The 1st question is, does this mean that taking advantage of freedom of speech, can one shout slogans against his/her own country?
The 2nd question is even bigger. The question is does the Govt. of a democratic country be able to imply restrictions on the freedom of speech and expression of its citizens? This question becomes more important in Indian context because, a few years back during the UPA Govt’s rule, the then Union minister for communications and IT, Kapil Sibal has passed a law that anyone posting anything “offensive” just on social media can be jailed for three years. That’s section 66A of the IT Act amended by United Progressive Alliance II in 2008.
The entire Indian social media users and all other major opposition parties then had then strongly condemned and protested against this act of the Congress Govt, citing this as the fundamental violation of freedom of speech and expression in a democracy.
POLL: Should a Government be able to decide on the limits of free speech in a democracy?
— The Logical Indian (@LogicalIndians) February 15, 2016
The Logical Indian’s Opinion:
The Logical Indian strongly condemns any destructive slogans/speech against the country by any individual or public representative. We indeed believes that Freedom of Speech & Expression comes with individual responsibility and conscious and no Government should dictate the choice of opinion.
As a logical Indian, one should understand his/her responsibility and should never indulge in commenting anything which is destructive in nature and will hurt the personal, religious or national sentiments.

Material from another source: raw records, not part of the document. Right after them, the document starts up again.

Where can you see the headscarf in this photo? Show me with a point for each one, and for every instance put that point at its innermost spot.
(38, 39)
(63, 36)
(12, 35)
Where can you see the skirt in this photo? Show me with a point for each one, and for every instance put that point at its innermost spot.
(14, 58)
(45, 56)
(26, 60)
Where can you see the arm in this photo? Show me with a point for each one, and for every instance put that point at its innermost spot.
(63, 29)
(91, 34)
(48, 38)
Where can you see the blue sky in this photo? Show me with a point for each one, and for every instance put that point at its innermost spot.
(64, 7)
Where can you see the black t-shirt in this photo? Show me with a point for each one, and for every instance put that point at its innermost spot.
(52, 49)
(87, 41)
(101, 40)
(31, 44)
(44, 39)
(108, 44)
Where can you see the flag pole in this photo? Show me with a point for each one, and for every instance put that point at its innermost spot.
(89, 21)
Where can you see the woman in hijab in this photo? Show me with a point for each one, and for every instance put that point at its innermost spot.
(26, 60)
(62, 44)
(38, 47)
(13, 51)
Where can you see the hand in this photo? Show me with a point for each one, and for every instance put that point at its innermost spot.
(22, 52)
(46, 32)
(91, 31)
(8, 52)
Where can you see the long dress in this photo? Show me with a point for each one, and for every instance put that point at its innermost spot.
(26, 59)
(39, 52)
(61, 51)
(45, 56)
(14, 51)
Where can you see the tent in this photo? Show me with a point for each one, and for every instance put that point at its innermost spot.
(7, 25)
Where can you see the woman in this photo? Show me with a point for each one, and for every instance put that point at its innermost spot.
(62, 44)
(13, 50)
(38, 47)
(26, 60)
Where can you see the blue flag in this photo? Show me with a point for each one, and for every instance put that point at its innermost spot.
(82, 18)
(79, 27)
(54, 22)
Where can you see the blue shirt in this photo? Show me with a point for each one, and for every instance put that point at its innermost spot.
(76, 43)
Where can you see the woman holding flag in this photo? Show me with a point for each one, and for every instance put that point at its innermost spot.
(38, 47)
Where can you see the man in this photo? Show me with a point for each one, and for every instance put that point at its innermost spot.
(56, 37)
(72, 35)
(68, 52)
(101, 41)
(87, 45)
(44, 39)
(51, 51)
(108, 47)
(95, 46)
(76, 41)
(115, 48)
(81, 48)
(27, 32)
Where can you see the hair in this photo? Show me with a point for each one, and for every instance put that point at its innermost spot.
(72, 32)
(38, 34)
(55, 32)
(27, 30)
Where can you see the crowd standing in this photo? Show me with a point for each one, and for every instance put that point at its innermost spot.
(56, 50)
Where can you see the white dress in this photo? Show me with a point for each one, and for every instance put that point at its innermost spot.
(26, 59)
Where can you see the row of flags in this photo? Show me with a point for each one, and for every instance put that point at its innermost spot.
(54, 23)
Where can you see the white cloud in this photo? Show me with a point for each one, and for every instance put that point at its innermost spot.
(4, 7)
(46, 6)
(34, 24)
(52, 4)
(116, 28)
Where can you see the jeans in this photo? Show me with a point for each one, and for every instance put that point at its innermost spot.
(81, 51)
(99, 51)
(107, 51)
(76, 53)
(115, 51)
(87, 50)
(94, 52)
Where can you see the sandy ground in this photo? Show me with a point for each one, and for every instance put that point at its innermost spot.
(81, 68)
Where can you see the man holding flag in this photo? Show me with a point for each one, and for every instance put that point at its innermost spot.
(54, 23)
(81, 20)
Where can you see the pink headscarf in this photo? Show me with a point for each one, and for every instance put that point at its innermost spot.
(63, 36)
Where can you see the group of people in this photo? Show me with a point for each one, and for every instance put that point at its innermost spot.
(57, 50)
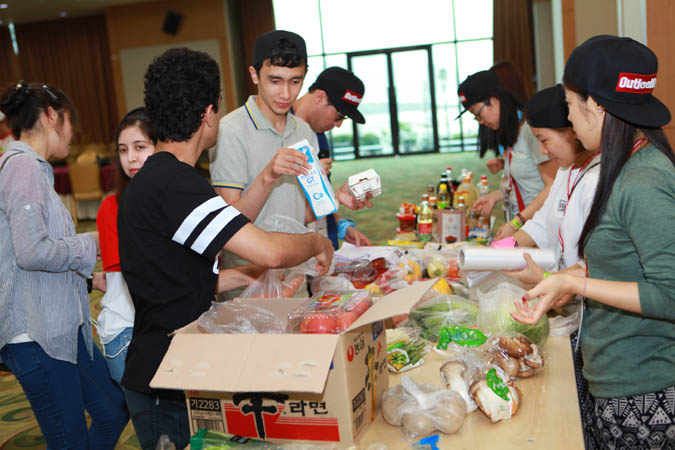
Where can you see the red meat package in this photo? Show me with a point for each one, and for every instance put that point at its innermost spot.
(329, 312)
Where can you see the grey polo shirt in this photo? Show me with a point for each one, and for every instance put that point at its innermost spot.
(247, 141)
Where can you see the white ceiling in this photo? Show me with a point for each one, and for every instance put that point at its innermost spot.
(25, 11)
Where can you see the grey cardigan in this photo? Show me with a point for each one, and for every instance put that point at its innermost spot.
(43, 262)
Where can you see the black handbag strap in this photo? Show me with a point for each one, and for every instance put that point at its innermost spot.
(7, 159)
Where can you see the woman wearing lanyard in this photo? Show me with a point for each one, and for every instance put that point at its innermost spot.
(558, 223)
(45, 336)
(628, 329)
(527, 172)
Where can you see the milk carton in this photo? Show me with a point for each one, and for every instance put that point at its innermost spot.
(315, 184)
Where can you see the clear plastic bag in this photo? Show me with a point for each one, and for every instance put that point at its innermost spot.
(275, 283)
(329, 312)
(235, 317)
(494, 308)
(284, 224)
(420, 409)
(516, 355)
(282, 283)
(331, 283)
(482, 384)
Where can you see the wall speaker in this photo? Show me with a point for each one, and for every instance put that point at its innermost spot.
(171, 22)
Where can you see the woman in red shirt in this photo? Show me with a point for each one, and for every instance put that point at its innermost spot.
(135, 141)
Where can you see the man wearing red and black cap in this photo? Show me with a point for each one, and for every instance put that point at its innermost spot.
(334, 96)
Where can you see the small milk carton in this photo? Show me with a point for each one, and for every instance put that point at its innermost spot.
(315, 184)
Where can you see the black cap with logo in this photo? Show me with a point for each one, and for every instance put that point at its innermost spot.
(264, 44)
(477, 87)
(620, 74)
(547, 108)
(344, 90)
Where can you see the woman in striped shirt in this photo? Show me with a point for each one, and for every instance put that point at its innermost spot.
(45, 336)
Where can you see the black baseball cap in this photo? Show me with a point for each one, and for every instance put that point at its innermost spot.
(262, 49)
(344, 90)
(477, 87)
(620, 74)
(547, 108)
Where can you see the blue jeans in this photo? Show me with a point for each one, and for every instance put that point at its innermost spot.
(156, 414)
(115, 353)
(60, 391)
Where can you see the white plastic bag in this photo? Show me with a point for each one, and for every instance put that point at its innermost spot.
(494, 308)
(235, 317)
(422, 408)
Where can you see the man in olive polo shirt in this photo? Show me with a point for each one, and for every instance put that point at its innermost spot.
(252, 167)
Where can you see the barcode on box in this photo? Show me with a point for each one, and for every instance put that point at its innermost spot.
(359, 421)
(359, 400)
(213, 425)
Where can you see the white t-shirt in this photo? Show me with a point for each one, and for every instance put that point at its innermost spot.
(118, 309)
(544, 225)
(525, 158)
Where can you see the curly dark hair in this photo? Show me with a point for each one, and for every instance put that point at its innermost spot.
(179, 85)
(23, 103)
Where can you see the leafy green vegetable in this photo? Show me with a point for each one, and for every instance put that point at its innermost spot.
(497, 385)
(468, 337)
(449, 310)
(405, 353)
(498, 321)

Yes, not everything in any country is perfect. So, if we do not raise our voice, we can never solve an issue. One must participate in discussions and focus on constructive debates, always with a solution-oriented approach.
Problem: The problem is, the charge which is imposed on an individual against the hate, disrespectful, offensive or anti-national slogans or speeches is the Sedition Act, Section 124A of The Indian Penal Code.
Here’s what it reads –
Section 124A in The Indian Penal Code
124A. Sedition — Whoever, by words, either spoken or written, or by signs, or by visible representation, or otherwise, brings or attempts to bring into hatred or contempt, or excites or attempts to excite disaffection towards the Government established by law in India shall be punished with imprisonment for life, to which fine may be added, or with imprisonment which may extend to three years.
Going by this, it’s evident that the description is too generic for a law. Hence, the danger is it is very much vulnerable to misuse and manipulation.
Suggestion: If the sedition act is here to stay, the only option to prevent the misuse of this law is to outline the words or phrases which will be regarded as violation of the sedition act. For an instance – the censor board of India, CBFC has a ready list of words and phrases which are compulsorily to be censored, if found in a film.
Outlining such phrases or words may restrict the misuse of the sedition law.
The Logical Indian within its limits of freedom of speech and as a responsible alternate-media portal condemns any anti-national sloganeering. As a nation, we should create platforms for constructive debates where all voices could be placed, heard, responded and condemned. Let us move forward from protests to discussions and solving problems.